Falando nisso, eu fiquei tanto tempo mostrando meu rosto na frente daquele trapaceiro... Ele deve se lembrar de mim, certo? Quem sabe quando ele vai reunir o bando dele para vir atrás de mim na Cidade Universitária? Song Shuhang sacudiu a carteira cheia de dinheiro na mão, torcendo para que eles realmente viessem, assim ele poderia aproveitar para praticar os fundamentos do boxe direto na prática.

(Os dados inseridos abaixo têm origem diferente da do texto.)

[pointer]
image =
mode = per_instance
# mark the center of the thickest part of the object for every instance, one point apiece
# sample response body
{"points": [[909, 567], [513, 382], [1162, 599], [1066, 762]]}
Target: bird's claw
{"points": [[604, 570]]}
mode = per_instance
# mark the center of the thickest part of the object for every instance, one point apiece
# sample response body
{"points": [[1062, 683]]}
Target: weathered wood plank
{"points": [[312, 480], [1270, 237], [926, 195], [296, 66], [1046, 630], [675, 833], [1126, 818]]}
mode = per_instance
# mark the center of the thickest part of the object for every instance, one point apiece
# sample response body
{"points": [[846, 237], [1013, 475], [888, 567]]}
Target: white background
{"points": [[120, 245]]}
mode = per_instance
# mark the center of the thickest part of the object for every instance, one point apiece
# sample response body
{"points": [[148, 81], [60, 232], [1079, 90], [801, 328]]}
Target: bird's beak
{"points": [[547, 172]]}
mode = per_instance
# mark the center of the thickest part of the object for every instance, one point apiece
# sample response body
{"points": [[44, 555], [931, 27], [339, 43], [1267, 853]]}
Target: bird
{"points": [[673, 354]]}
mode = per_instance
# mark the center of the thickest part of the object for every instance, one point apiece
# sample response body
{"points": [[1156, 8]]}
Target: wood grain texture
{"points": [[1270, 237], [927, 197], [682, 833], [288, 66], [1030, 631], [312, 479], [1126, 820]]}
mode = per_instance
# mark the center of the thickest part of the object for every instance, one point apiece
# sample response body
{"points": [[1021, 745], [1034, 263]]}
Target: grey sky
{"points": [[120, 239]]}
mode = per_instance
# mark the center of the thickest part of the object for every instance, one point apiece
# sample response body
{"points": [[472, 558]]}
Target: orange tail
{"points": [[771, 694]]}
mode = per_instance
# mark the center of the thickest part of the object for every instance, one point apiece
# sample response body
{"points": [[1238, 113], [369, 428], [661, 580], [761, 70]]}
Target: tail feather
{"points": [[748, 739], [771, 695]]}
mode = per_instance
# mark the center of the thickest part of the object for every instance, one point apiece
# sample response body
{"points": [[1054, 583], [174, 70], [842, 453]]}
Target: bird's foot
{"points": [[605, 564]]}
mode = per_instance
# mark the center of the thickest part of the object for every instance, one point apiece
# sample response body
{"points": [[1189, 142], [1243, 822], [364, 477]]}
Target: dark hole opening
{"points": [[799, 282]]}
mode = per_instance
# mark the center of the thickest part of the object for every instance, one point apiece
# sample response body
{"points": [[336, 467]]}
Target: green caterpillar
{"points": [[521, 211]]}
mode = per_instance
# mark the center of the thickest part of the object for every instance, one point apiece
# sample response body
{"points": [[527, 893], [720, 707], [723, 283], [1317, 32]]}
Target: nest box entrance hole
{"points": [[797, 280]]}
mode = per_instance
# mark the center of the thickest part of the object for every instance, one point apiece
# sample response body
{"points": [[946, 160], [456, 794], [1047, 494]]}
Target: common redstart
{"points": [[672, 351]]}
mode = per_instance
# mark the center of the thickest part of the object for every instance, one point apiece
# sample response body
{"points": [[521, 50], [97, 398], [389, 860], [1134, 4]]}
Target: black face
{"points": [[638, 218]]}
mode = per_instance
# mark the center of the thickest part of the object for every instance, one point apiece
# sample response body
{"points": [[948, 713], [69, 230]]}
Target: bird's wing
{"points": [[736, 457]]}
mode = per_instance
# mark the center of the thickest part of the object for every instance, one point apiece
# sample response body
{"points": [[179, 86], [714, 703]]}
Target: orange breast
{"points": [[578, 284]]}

Combates reais sempre aprofundam a compreensão das técnicas. Embora, como cultivador, treinar com pessoas comuns fosse um pouco vergonhoso... mas, por ora, ele ainda não tinha um adversário à altura. Melhor é se tornar mais forte logo e procurar um oponente digno para treinar, não?
...
Depois de comer qualquer coisa para forrar o estômago, Shuhang foi até a casa do Alquimista, como de costume, ajudar o sênior a aperfeiçoar a Poção de Fortalecimento Corporal.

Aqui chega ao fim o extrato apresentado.